This is a book by Theodore White and part of a series of books about American presidential election campaigns. His 1960 book was proclaimed as one of the Top 100 Works of Journalism In the United States In the 20th Century. This book, published in 1973 by McClelland and Stewart in Canada and Atheneum Publishers in the U.S.A., follows all of the political players within the Democratic and Republican camps through the ups and downs of the 1972 election campaign. This is a detailed history and contains in depth insightful analyses of the issues, numbers, polls and events and winds up as a tour de force of American politics.

There is substantial first hand information about what happened along the campaign trail and White has researched deeply many of the subplots. There is a desciption of George McGovern's fatal flaw:

McGovern was committed to a vision, to peace and brotherhood and would be willing to die for that vision; but his commitment to people, individually or to any group outside of the staff of his own (campaign) army - this was another matter. (p. 213)

Goodwill was the pattern of George McGovern's frailty. On public goodwill, on care for the sick and aged, on respect for the blacks and the youth and the women, on peace and tax equality - he was inflexible. It might - and did - worry Americans who were on the wrong side of this goodwill. But when it came to individuals, in the critical face-to-face decisions and interchange of personalities, the goodwill was a weakness. He could not dismiss, or fire, or sharply disagree, or impose his intent on people he personally liked. His kindness and gentleness would lead him to say almost anything to any individual in his pursuit of friendship, brotherhood and harmony; if later, people were let down by reliance on his private commitments, it was to McGovern a sincere, an acute, a poignant sadness; but he must be true to his larger causes...and as his private commitments one by one came apart openly, the public questioned the largest thrust of his campaign - his credibility and competence. (p. 215)

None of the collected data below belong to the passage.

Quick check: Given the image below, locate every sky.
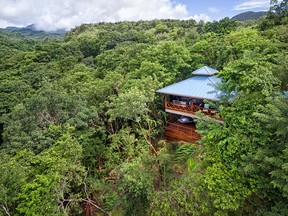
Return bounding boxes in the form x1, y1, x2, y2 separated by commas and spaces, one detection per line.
0, 0, 271, 31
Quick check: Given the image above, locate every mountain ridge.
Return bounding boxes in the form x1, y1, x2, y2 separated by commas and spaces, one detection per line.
1, 24, 66, 37
232, 11, 268, 21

White concludes that McGovern self destructed at the Democratic convention through the alienation of all of his support and that Nixon should never have feared re-election once George Wallace had been removed from the race by a bullet. "Ninety percent of (Nixon's) campaign lay right there in his own skull; he had finally learned that ideas move people, concepts frame politics; had there been no Committee to Re-Elect at all, to translate polict to tactic, he would have done better." (p. 225) The committee to re-elect had a dirty tricks team who's actions resulted in Nixon's resignation.

The issues of the day were significant problems that the country faced: Vietnam; the economy; busing. The changing nature of the economy is described:

By 1971 there were over 13,000 shopping centers in the United States; in the next fifteen years their number, it was estimated, would more than double. And the inner cities might well tremble at what the numbers of the past decade forcast for the next. In 1958, the year before the first shopping center appeared outside Portland, Maine, its downtown businessmen had grossed $140,000,000; ten years later, with ten peripheral shopping centers in business, downtown Portland's business had fallen to $40,000,000. Other cities had less accurate measures - yet whether it was Janesville, Wisconsin, or Rochester, Minnesota, or Selma, Alabama (the last of whose three downtown department stores closed in 1972), the shopping centers of the suburban belt were destroying the central city, by draining it of its commercial vitality. (p. 155)

This kind of change is subtle and creeping and proceeded to destroy to a great extent the life of the cities. But the change that was most visible was labelled as "busing" in the political campaign and "tipping" around the water cooler: George Wallace's issue; the race issue. White gives a raw description:

The blackening of the cities was rarely talked about in public political dialogue; but it was obsessive where mothers gathered in neighbourhood parks, where men gathered at bars, where young couples talked with each other about apartment-hunting. On the common toungue, the whole phenomenon was styled "tipping": one block would go black; then another; then the neighbourhood. In some inner cities, a major factory or mill would tip black, and young whites would look for work elsewhere. In this unspoken drama, it was the school system always that set off anxieties; if a local school tipped, the neighbourhood would tip, if a city school system tipped, then ten or fifteen years later one could see the entire city beginning to tip. When politicians talked of "busing," they were obliquely talking, as everyone knew, of tipping. (p. 142)

It makes me wonder if we have made any real progress since 1972.

I tremedously enjoyed the book and would recommend it to anyone with an interest in politics. At the very least, one will make more sense of the quick banter on The West Wing. This is a heavy tome and demands some work from the reader, but if you are passionate about politics or would like to get passionate about politics, the drama in the book will enthrall you and perhaps launch you from the sofa to make a difference.